I then had voice lessons, where I’d shown improvement in some things I’d been working on. This definitely helped lift my mood.
While I was at the lesson, there was a pretty gnarly storm happening outside.
Every time a storm happens, it makes me think of Rome, and all of the feelings that lead to writing that song, a lot of the ones I was currently feeling about this whole situation.
Driving home, I kept thinking, “how poetic would it be if I were to see a rainbow right now.” I about cried when I started pulling into my apartment and caught the glimpse of one, right next to me, small but there nonetheless. That’s when I truly knew I had done the right thing.
The following day, I went back to the mall and was able to find the perfect dress.
Artists were getting back to me about the show I was planning.
Everything was falling into place.
I am a huge believer in the law of attraction, I truly believe life is all about putting out the right energy and watching the stars align. I’ve also been trying to be more in tune with my intuition. Sometimes if I'm driving somewhere I'm not familiar with, I’ll trust my gut reactions until I find my way home. I've done this on a number of occasions, usually with a dead phone (I got a car charger now don’t worry Mom) but the point is, As soon as I let go of all of my anxiety, things immediately start to improve. I think my gut was telling me this deal wouldn’t work out in my favor, and I’d been fighting it that entire week, because I truly wanted everything to work out, and I thought the people at the management team were really nice, but in the end I had to voice my concerns and get out of it, and I’m so glad I did.
At the end of the day, nobody is going to care about or prioritize your music the way you will. That doesn’t make them bad people, it’s just reality. I’ve learned a lot from this mistake.

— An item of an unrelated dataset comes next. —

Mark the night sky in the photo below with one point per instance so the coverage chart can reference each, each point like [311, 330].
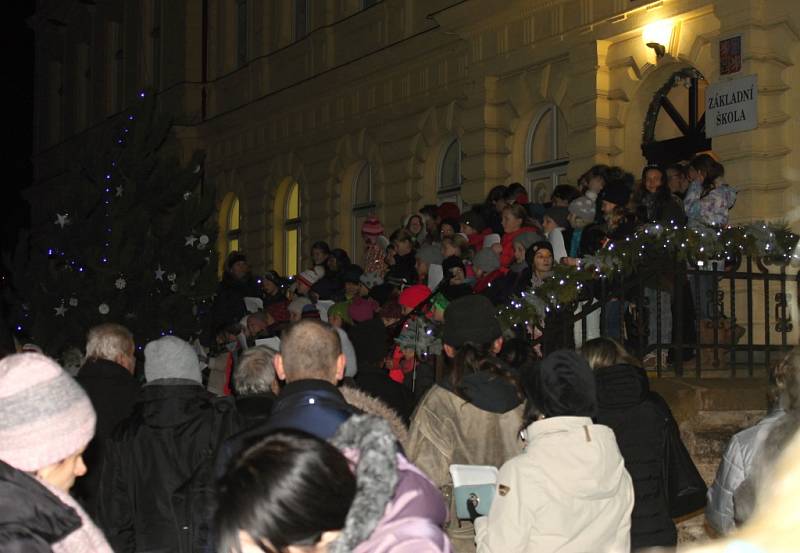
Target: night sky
[18, 44]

1. Quadruple check anything you sign. I got off easy on this one. There were some services listed in my initial LOA that were omitted from the final contract. We’d been discussing a different aspect of it before and I didn’t notice the change. It wasn’t a huge deal, it was just about including PR services, but if this had been another sort of deal, I could have been signing my life’s work away.
2. Weigh the costs. My anxiety grew as the weeks went on because I realized what I could be giving up by making this investment. Three thousand dollars could allow me to record three more songs, or make a better quality music video, or invest in my mental and physical health. If you are going to give up another potential, you better be confident that the people on the other end of that deal are going to be fighting for you.
3. Something that really bothered me was how much they were trying to lower my expectations instead of reassuring me that they would rise to the challenge. It made me feel like they didn’t believe in me and that I wasn’t a priority. And that is honestly fine, because it may just be the truth. They don’t owe me that, maybe I needed to prove myself more, But if that’s the case, take your money elsewhere.
The most important part of making it in this industry is simply not giving up. Believe in yourself, because if you don't anybody else will. That being said, you also want to make sure that you are careful to only surround yourself with people who also believe in you. The people you surround yourself will influence you whether it's intentional or not. Find those that will cheer you on, not tear you down on a bad day. You want your team to be the kind of people who will encourage you rather than feed into your insecurities.